The procedures permitted may be performed only:

  1. on adult patients who are not critical care patients; and
  2. under the proximate supervision of a practitioner.
  • Definition of Proximate Supervision: “Proximate supervision” means a situation in which an individual is:
  1. responsible for directing the actions of another individual; and
  2. in the facility and is physically close enough to be readily available if needed by the supervised individual.
  • Supervision of a Student Permit Holder: A holder of a student permit shall meet in person at least one (1) time each working day with the permit holder’s supervising practitioner or a designated respiratory care practitioner to review the permit holder’s clinical activities. The supervising practitioner or a designated respiratory care practitioner shall review and countersign the entries that the permit holder makes in a patient’s medical record not more than seven (7) calendar days after the permit holder makes the entries.
  • Number of Student Permit Holders Under Supervising Practitioner:  A supervising practitioner may not supervise at one (1) time more than three (3) holders of student permits issued under this section.
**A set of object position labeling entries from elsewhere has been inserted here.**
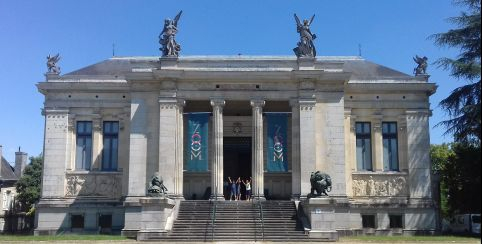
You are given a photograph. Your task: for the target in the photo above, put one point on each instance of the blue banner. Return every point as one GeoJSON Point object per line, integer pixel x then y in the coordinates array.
{"type": "Point", "coordinates": [196, 144]}
{"type": "Point", "coordinates": [277, 144]}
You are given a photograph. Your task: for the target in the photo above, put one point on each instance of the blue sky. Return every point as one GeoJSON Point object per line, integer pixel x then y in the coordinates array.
{"type": "Point", "coordinates": [83, 32]}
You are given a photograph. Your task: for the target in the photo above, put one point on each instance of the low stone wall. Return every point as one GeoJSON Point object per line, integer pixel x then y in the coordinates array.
{"type": "Point", "coordinates": [93, 184]}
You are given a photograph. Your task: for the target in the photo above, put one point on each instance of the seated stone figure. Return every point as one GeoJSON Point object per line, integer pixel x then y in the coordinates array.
{"type": "Point", "coordinates": [156, 187]}
{"type": "Point", "coordinates": [320, 183]}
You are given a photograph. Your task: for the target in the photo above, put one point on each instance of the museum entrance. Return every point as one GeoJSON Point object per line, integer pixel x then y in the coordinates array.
{"type": "Point", "coordinates": [237, 160]}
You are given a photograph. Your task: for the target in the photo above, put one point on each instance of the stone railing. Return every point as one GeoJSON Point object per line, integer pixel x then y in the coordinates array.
{"type": "Point", "coordinates": [380, 184]}
{"type": "Point", "coordinates": [93, 184]}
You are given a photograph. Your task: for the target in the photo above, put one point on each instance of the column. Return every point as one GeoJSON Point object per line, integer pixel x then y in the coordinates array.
{"type": "Point", "coordinates": [418, 141]}
{"type": "Point", "coordinates": [97, 142]}
{"type": "Point", "coordinates": [170, 166]}
{"type": "Point", "coordinates": [179, 163]}
{"type": "Point", "coordinates": [55, 152]}
{"type": "Point", "coordinates": [217, 166]}
{"type": "Point", "coordinates": [377, 150]}
{"type": "Point", "coordinates": [257, 149]}
{"type": "Point", "coordinates": [295, 150]}
{"type": "Point", "coordinates": [137, 146]}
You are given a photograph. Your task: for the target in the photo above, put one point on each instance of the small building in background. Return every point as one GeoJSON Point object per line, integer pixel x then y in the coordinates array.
{"type": "Point", "coordinates": [8, 177]}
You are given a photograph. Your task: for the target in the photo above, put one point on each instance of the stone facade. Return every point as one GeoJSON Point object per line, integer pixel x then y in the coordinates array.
{"type": "Point", "coordinates": [149, 97]}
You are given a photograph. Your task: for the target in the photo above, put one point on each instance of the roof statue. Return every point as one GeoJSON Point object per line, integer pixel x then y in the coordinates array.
{"type": "Point", "coordinates": [305, 47]}
{"type": "Point", "coordinates": [52, 64]}
{"type": "Point", "coordinates": [169, 46]}
{"type": "Point", "coordinates": [421, 68]}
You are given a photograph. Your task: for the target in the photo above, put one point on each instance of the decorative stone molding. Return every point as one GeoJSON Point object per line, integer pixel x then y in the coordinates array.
{"type": "Point", "coordinates": [257, 103]}
{"type": "Point", "coordinates": [218, 102]}
{"type": "Point", "coordinates": [89, 184]}
{"type": "Point", "coordinates": [379, 184]}
{"type": "Point", "coordinates": [306, 105]}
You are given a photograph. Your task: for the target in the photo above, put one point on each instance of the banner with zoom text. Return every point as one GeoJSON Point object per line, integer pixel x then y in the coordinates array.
{"type": "Point", "coordinates": [277, 144]}
{"type": "Point", "coordinates": [196, 144]}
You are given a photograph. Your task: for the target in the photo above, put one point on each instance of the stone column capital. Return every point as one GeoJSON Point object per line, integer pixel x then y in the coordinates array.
{"type": "Point", "coordinates": [218, 102]}
{"type": "Point", "coordinates": [181, 102]}
{"type": "Point", "coordinates": [257, 103]}
{"type": "Point", "coordinates": [294, 102]}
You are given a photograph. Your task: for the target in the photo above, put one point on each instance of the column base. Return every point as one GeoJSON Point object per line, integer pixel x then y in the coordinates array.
{"type": "Point", "coordinates": [258, 198]}
{"type": "Point", "coordinates": [216, 198]}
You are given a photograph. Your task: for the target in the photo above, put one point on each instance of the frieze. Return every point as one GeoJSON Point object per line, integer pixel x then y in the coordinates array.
{"type": "Point", "coordinates": [93, 185]}
{"type": "Point", "coordinates": [379, 185]}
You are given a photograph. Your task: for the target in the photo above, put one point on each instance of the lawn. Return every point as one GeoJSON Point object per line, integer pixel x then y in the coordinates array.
{"type": "Point", "coordinates": [432, 239]}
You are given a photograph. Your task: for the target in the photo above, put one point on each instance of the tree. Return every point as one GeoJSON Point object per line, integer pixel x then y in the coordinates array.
{"type": "Point", "coordinates": [463, 104]}
{"type": "Point", "coordinates": [459, 166]}
{"type": "Point", "coordinates": [462, 178]}
{"type": "Point", "coordinates": [28, 186]}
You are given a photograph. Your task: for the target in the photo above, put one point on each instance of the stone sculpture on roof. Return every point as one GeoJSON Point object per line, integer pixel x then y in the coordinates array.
{"type": "Point", "coordinates": [52, 64]}
{"type": "Point", "coordinates": [421, 68]}
{"type": "Point", "coordinates": [305, 47]}
{"type": "Point", "coordinates": [169, 46]}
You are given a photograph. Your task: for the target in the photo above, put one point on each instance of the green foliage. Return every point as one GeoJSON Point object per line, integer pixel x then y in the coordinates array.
{"type": "Point", "coordinates": [440, 154]}
{"type": "Point", "coordinates": [462, 178]}
{"type": "Point", "coordinates": [463, 104]}
{"type": "Point", "coordinates": [459, 166]}
{"type": "Point", "coordinates": [28, 186]}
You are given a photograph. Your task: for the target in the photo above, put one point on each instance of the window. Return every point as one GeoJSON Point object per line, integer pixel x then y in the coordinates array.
{"type": "Point", "coordinates": [390, 146]}
{"type": "Point", "coordinates": [368, 221]}
{"type": "Point", "coordinates": [83, 154]}
{"type": "Point", "coordinates": [111, 144]}
{"type": "Point", "coordinates": [77, 221]}
{"type": "Point", "coordinates": [363, 146]}
{"type": "Point", "coordinates": [105, 223]}
{"type": "Point", "coordinates": [396, 221]}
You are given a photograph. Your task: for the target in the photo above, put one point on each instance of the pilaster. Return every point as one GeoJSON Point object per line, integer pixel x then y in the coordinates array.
{"type": "Point", "coordinates": [257, 149]}
{"type": "Point", "coordinates": [138, 146]}
{"type": "Point", "coordinates": [97, 141]}
{"type": "Point", "coordinates": [418, 148]}
{"type": "Point", "coordinates": [217, 166]}
{"type": "Point", "coordinates": [377, 150]}
{"type": "Point", "coordinates": [55, 152]}
{"type": "Point", "coordinates": [295, 150]}
{"type": "Point", "coordinates": [170, 167]}
{"type": "Point", "coordinates": [307, 143]}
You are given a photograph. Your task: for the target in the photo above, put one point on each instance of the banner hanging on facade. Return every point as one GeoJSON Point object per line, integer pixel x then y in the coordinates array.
{"type": "Point", "coordinates": [277, 147]}
{"type": "Point", "coordinates": [196, 145]}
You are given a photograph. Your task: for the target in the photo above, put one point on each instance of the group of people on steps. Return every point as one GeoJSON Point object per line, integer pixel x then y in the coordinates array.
{"type": "Point", "coordinates": [234, 188]}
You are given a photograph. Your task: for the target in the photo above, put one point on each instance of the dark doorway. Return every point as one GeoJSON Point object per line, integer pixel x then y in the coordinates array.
{"type": "Point", "coordinates": [237, 159]}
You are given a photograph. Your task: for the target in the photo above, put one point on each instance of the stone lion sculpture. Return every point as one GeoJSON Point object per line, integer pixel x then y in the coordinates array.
{"type": "Point", "coordinates": [156, 186]}
{"type": "Point", "coordinates": [320, 183]}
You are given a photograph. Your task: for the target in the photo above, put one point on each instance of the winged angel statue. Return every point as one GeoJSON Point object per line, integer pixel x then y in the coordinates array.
{"type": "Point", "coordinates": [305, 47]}
{"type": "Point", "coordinates": [170, 48]}
{"type": "Point", "coordinates": [421, 69]}
{"type": "Point", "coordinates": [52, 64]}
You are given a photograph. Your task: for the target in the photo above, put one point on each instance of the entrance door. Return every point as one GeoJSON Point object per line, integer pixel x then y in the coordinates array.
{"type": "Point", "coordinates": [237, 160]}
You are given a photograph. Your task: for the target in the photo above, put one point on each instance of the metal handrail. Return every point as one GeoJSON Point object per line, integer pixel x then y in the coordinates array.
{"type": "Point", "coordinates": [262, 219]}
{"type": "Point", "coordinates": [213, 220]}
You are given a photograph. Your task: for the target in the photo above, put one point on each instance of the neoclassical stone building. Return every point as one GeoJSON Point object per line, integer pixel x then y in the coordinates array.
{"type": "Point", "coordinates": [195, 120]}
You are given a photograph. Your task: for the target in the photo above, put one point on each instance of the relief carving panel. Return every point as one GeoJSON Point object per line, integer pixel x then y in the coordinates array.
{"type": "Point", "coordinates": [379, 185]}
{"type": "Point", "coordinates": [93, 185]}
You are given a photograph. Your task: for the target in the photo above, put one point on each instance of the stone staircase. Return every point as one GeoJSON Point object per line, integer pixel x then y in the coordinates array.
{"type": "Point", "coordinates": [237, 221]}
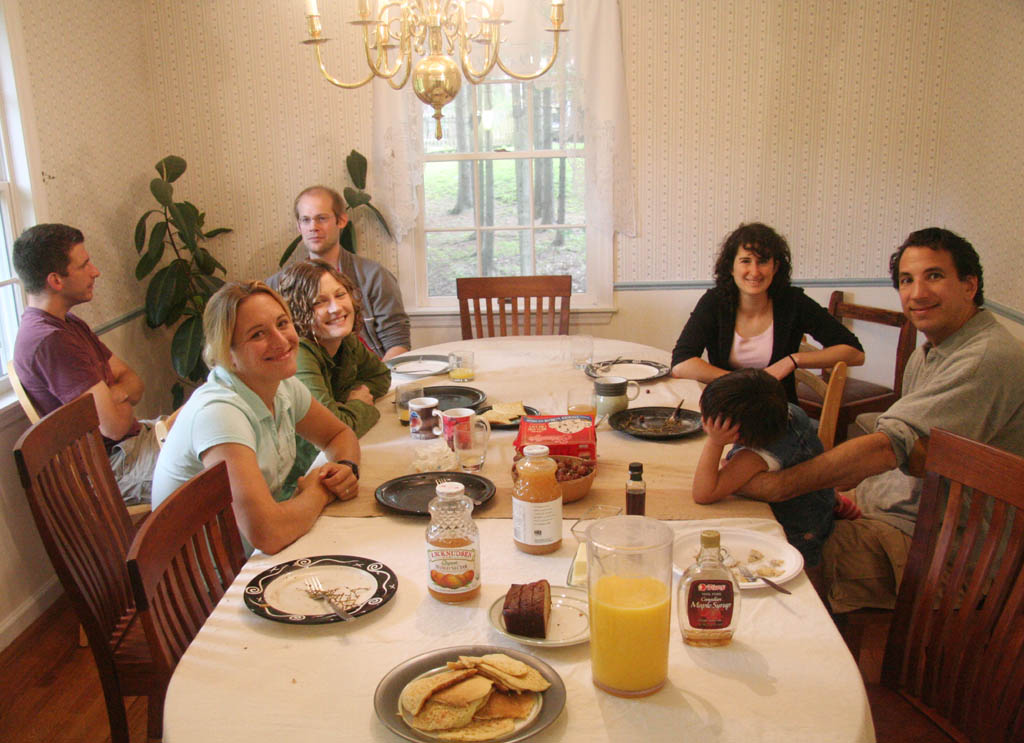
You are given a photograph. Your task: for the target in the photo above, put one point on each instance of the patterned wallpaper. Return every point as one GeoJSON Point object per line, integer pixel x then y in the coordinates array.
{"type": "Point", "coordinates": [843, 125]}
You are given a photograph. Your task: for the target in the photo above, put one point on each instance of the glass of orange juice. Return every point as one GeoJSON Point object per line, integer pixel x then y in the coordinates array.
{"type": "Point", "coordinates": [629, 584]}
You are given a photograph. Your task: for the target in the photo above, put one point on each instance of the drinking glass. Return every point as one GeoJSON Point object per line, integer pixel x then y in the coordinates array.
{"type": "Point", "coordinates": [471, 445]}
{"type": "Point", "coordinates": [581, 402]}
{"type": "Point", "coordinates": [581, 350]}
{"type": "Point", "coordinates": [629, 579]}
{"type": "Point", "coordinates": [402, 394]}
{"type": "Point", "coordinates": [461, 366]}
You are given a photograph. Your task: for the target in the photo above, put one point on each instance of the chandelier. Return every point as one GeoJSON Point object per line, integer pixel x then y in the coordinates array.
{"type": "Point", "coordinates": [432, 29]}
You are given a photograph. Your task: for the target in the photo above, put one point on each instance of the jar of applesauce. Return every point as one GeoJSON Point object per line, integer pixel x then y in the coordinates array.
{"type": "Point", "coordinates": [453, 545]}
{"type": "Point", "coordinates": [537, 503]}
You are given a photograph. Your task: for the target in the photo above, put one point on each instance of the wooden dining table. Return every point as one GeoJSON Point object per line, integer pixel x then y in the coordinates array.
{"type": "Point", "coordinates": [786, 676]}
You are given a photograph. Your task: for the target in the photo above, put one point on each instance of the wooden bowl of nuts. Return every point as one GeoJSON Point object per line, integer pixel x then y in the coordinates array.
{"type": "Point", "coordinates": [574, 474]}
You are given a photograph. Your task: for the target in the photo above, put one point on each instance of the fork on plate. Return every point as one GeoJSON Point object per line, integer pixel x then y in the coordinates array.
{"type": "Point", "coordinates": [316, 591]}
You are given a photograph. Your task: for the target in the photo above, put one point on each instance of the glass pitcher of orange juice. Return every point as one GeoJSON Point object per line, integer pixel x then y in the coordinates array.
{"type": "Point", "coordinates": [629, 584]}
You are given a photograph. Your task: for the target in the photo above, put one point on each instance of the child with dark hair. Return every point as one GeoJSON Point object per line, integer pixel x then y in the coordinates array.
{"type": "Point", "coordinates": [749, 408]}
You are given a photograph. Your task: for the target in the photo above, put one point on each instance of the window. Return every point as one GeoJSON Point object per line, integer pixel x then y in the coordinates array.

Respiratory Care Procedures and Adding Procedures After Issuance of The Student Permit:  The respiratory care procedures that are listed on page 5 of your application are the only procedures that have been approved by the Committee in which a student permit holder may perform. You may not modify the list.

If additional procedures have been completed after the issuance of your original student permit, please download the student permit application from our website and have the school or program complete Part III of the application. Also enclose a statement along with the student permit number that the following procedures are being added. This must come directly from the school or program and not the applicant.

Changing Supervisors or Locations:  If there is a change with a supervisor or location for the student permit, your place of employment must complete Part II of the application from our website and submit it to us with the student permit number for processing.

Additional Locations:  If a student intends to practice at multiple locations, each location will need to have a separate RCP student permit.  The student must complete the application process for each location.

Change of Address/EmailIf you have a change of address or email, please notify the Committee by calling (317) 234-8800 or by email at pla14@pla.in.gov or by fax at (317) 233-4236. You may also make your request in writing to:

Indiana Professional Licensing Agency

ATTN: Respiratory Care Committee

402 West Washington Street, Room W072

Indianapolis, Indiana 46204

Please be sure to include your student temporary permit number and/or your social security number with your request.